A surety is someone that knows the individual, usually a family member or friend, who comes forward to offer themselves as a supervisor in order to convince the Crown and/or the Court that they can ensure the person charged will attend court and not commit any further offences. A surety has to be 18 years of age, have no criminal record (or a very limited or dated one), be a permanent resident or citizen of Canada, and must have either some assets or at least some form of income. They will be asked to sign bail for a certain amount as a security to the court that they will perform the supervision duties expected of them. The amount they are able to sign for is based on their assets and income and the general principle of whether they could pay the money if required by the court. The money is rarely deposited with the Court, as the amount the surety signs for represents an amount that the Court could seek them to pay if they failed to supervise the individual as expected. That is, the Crown can seek to make the surety pay the money they signed for if they completely failed in their duties, such as allowing the individual not to attend court, or if they were aware that they were breaching a specific condition of the bail and did not call the police. A lawyer formulating a plan with the surety(s), and to convincingly present the plan to the Court, is often the difference between an individual being released on bail or being denied bail. If a Justice of the Peace in the Ontario Court of Justice denies an individual bail, it is possible to seek a review of that decision by a Superior Court Judge. However, the process is lengthy and requires a change of circumstance or an error by the Justice of the Peace in order to request the review.
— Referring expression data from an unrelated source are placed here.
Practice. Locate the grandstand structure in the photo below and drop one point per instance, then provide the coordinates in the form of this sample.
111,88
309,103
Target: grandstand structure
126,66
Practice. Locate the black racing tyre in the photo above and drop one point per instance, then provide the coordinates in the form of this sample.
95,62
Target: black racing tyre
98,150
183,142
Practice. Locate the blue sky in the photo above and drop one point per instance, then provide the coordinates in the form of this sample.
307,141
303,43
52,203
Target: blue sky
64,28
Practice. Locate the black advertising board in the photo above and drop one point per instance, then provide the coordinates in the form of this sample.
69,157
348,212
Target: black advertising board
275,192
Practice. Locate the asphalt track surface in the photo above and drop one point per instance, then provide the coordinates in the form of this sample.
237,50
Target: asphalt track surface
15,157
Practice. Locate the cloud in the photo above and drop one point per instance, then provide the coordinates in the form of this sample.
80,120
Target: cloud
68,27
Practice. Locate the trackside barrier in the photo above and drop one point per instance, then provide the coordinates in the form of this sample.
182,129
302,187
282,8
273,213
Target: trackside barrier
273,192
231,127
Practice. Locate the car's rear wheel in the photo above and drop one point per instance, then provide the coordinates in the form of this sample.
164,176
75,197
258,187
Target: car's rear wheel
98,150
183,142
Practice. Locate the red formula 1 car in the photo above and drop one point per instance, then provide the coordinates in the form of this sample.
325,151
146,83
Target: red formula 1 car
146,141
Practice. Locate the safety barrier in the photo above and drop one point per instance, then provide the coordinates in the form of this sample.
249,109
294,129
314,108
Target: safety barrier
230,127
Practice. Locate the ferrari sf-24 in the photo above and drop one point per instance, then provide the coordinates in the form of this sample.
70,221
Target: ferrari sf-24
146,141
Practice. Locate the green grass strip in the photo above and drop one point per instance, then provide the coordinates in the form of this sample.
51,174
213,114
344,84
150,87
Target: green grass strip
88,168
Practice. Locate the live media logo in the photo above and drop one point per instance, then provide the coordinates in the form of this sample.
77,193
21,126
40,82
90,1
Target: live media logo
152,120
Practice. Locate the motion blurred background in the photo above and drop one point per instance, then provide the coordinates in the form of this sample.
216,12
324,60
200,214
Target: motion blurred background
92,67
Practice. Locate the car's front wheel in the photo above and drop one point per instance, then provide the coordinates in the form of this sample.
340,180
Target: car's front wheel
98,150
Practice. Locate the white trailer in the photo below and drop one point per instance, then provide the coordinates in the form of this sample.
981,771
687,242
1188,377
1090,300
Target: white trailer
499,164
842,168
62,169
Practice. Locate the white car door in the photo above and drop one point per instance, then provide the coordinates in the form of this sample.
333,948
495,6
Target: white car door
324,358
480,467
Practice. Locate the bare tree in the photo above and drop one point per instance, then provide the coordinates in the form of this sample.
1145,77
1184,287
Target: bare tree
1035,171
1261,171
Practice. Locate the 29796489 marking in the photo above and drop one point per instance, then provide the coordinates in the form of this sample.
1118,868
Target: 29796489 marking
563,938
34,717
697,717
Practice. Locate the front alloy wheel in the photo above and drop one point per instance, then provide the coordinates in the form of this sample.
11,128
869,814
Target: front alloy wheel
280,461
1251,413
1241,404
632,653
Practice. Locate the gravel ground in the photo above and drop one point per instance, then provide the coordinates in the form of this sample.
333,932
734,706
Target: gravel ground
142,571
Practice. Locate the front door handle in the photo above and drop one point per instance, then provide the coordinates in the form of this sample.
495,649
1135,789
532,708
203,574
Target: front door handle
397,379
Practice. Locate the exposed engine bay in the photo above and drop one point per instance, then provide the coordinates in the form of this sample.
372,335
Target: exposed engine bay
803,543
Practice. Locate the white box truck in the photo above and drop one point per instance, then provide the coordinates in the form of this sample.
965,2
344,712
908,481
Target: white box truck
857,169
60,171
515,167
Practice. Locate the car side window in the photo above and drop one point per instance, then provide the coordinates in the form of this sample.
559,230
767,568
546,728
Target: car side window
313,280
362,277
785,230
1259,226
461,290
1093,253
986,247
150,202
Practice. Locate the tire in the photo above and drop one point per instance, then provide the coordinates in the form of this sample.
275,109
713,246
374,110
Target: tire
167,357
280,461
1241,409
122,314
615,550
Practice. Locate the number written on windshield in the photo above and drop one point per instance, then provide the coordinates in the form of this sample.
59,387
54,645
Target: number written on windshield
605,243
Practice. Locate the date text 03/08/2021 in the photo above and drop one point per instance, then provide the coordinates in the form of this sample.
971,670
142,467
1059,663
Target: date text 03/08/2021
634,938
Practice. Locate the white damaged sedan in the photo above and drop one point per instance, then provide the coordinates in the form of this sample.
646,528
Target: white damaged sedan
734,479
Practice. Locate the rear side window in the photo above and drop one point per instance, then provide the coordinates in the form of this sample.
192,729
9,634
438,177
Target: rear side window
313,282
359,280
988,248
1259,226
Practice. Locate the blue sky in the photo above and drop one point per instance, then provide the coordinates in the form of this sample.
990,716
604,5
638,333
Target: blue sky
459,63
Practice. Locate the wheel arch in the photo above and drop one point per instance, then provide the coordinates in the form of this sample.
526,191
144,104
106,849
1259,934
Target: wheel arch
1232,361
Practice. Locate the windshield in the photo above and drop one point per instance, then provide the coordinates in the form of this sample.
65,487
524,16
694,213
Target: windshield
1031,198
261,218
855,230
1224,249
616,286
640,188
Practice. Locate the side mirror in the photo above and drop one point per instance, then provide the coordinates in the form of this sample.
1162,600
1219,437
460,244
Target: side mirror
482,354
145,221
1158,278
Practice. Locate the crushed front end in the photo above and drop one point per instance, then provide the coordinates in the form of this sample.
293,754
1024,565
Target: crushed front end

As such, it is very important that an individual put their best foot forward when they first try for bail in the Ontario Court as they do not get a second chance in the Ontario Court if the Justice of the Peace denies them bail.
(If a person does not have a surety and the Crown is opposed to bail, the individual can personally testify at the hearing that they will comply with any release conditions. This is not often done, should only be done if the individual has no other option, and will generally only be successful in cases of relatively minor charges. It may also be possible for someone that lacks a surety to attempt to be assisted by a bail program, which are programs run by community organizations who help supervise individuals who don’t have a surety. This will usually only be available when dealing with relatively minor charges.)
The conditions of bail that individuals are released on vary greatly. At the lowest end of the scale an individual can be released on their own bail that simply requires that they attend court or remain away from a specific individual or place. At the highest end, the most strict bails will involve the individual having to live with their surety and to remain on house arrest, meaning they cannot leave the residence at all. In practice, the vast majority of individuals are released on conditions somewhere in between those two extremes. As well, the amount of money that a surety is asked to sign for varies greatly – it can be anything from a few hundred dollars to hundreds of thousands. The amount is reflective of the finances of the surety and the seriousness of the offence. It is important for a lawyer to be able to argue on behalf of the individual so that the amount is kept as minimal as possible and the conditions least restrictive as possible.